The presence or absence of PC is dependent on several tumoral factors. According to our previous study, small tumors and chromophobe RCC tended to lack PC7. In the present study, the presence of peritumoral PC differed among the pathological subtypes. In chromophobe RCC, 41.2% (7/16) of tumors were surrounded by PC. In total, 92.3% (153/166) of tumors in clear cell RCC and 92.9% (13/14) of tumors in papillary RCC contained pathologically confirmed PC, which may also be associated with the differences in MDCT diagnosis of PC.

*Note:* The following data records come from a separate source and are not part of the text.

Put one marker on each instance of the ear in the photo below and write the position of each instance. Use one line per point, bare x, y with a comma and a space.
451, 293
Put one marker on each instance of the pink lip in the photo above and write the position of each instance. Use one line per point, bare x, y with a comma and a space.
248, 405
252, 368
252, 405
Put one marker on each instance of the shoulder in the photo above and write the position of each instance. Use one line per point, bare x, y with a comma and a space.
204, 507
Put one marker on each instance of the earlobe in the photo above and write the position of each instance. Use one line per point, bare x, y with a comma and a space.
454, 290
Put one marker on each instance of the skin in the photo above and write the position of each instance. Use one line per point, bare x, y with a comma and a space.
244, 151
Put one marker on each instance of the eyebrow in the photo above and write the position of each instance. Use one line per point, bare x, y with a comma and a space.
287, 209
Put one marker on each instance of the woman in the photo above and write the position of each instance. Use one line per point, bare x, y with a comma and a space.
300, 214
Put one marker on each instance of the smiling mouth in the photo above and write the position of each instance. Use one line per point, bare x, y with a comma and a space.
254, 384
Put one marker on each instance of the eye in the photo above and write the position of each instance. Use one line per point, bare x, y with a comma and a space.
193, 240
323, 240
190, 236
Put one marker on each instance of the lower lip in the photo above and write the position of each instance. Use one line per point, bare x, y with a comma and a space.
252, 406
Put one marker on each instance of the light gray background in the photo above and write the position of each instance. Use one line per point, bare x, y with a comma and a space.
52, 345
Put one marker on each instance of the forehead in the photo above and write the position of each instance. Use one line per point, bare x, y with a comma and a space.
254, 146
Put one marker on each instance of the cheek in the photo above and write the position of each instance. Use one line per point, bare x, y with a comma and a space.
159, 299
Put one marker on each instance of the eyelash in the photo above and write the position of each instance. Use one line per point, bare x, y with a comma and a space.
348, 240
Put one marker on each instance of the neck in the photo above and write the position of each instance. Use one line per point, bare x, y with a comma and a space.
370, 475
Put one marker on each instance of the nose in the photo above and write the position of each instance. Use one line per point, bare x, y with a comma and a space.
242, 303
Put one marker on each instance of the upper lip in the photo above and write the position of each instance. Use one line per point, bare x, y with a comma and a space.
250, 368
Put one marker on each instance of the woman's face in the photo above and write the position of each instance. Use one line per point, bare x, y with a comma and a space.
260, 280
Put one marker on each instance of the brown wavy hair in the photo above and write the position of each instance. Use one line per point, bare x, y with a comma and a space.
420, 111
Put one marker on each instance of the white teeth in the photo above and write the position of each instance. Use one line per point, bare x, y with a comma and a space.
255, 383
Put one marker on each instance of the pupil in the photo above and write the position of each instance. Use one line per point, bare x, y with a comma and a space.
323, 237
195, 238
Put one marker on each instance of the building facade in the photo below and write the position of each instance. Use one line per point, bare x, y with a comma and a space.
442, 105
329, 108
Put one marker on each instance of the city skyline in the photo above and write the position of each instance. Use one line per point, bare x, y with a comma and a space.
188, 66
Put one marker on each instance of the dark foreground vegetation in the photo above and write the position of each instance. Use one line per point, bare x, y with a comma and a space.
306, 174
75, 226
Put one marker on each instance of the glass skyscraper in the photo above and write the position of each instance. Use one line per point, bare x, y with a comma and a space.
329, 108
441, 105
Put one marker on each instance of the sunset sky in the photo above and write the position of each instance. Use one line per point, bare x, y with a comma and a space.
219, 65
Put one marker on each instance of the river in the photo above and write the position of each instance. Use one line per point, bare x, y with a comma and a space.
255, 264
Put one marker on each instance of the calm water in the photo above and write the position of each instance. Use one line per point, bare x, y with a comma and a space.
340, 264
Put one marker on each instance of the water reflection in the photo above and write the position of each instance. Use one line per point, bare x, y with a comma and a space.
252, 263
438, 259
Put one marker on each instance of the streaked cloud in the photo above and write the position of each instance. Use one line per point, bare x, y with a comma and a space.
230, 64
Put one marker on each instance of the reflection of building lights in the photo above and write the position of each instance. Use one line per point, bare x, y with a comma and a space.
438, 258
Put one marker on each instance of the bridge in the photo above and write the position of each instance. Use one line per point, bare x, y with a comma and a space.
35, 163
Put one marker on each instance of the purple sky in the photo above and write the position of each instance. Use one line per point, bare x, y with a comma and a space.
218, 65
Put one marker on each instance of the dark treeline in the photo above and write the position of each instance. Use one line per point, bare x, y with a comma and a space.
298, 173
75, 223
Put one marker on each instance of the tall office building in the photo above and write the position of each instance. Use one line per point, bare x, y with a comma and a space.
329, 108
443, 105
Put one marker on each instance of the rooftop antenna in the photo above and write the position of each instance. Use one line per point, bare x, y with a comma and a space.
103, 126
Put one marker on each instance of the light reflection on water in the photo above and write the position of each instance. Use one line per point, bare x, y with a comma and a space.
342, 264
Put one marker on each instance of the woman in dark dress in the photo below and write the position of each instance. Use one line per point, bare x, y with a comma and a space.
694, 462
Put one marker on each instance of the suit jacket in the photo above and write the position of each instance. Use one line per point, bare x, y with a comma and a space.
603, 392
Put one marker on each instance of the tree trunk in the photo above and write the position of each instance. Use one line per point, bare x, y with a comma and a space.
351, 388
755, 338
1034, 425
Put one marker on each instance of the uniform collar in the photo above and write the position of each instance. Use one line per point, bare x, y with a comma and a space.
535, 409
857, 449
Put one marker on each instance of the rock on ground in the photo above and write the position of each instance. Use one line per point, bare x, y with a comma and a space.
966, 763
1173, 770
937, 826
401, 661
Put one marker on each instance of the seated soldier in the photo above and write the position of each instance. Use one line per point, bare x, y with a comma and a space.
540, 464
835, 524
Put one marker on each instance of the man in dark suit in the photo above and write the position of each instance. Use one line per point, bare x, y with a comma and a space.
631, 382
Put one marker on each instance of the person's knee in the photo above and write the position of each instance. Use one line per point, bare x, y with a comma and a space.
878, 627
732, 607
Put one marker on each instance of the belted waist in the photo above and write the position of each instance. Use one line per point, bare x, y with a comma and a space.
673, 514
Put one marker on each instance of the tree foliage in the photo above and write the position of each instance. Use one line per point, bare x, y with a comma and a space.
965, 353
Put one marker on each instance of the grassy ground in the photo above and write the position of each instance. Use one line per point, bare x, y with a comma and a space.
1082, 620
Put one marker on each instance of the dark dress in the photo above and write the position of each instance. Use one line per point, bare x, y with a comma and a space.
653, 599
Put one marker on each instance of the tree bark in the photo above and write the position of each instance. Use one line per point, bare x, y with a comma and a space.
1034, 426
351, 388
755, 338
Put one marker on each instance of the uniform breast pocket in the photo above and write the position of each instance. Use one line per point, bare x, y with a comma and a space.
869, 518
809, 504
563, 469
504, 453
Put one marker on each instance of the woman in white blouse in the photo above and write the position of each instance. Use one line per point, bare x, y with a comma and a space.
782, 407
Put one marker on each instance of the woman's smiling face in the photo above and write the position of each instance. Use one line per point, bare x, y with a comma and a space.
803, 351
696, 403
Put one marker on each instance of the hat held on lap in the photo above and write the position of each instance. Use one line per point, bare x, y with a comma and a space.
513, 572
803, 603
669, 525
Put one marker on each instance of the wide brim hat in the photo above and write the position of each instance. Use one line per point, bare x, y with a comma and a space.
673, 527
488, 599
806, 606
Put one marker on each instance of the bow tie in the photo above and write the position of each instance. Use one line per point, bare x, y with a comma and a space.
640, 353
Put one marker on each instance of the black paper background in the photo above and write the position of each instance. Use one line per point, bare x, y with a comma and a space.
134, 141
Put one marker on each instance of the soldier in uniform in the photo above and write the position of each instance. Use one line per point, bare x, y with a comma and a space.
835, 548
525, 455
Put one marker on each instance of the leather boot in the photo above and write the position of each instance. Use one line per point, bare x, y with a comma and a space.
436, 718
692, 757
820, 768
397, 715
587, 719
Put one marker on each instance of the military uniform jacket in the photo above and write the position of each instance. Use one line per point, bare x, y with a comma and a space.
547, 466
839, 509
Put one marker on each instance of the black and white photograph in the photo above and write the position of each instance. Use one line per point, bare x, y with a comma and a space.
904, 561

The present study has several limitations. First, the study was retrospective, performed in a single institution, and included a population of tertiary care patients. Second, in the current study, a PC was defined as present if it completely surrounded the tumor, and tumors with partial presence of PC were excluded, which may have affected the detection rate of PC by MDCT. In addition, pathological findings regarding tumor invasion to the pseudocapsule, which may be related to oncological prognosis19, is not described in the present study due to lack of data. The relation between preoperative imaging study and pseudocapsule tumor invasion in pathological diagnosis will be important information for physicians. Third, for the analysis of pathological subtypes, the number of tumors with papillary RCC and chromophobe RCC was small, which may be insufficient to accurately reflect the accuracy for detecting PC. Fourth, relatively small size tumors were included in this study, suggesting that our study does not reflect large size renal tumors. In fact, the distribution of clinical tumor stage included in the study was 81% in T1a and 19% in T1b. In addition, 100% (40/40) of T1b tumors were surrounded by pseudocapsule, but 86% (142/166) of T1a tumors were surrounded by a pseudocapsule. The strengths of this study were its relatively large number of included patients and utilization of fine imaging MDCT such as a 64-row or 320-row detector scanner MDCT. In addition, respective analyses according to pathological subtypes including clear cell RCC, papillary RCC, and chromophobe were performed, which have not been reported to date.

In conclusion, a low- or high-attenuation rim around the tumor in the cortico-medullary or nephrogenic-to-excretory phase has a high positive predictive value, although the diagnosis of PC of RCC with MDCT is still limited because of its low negative predictive value.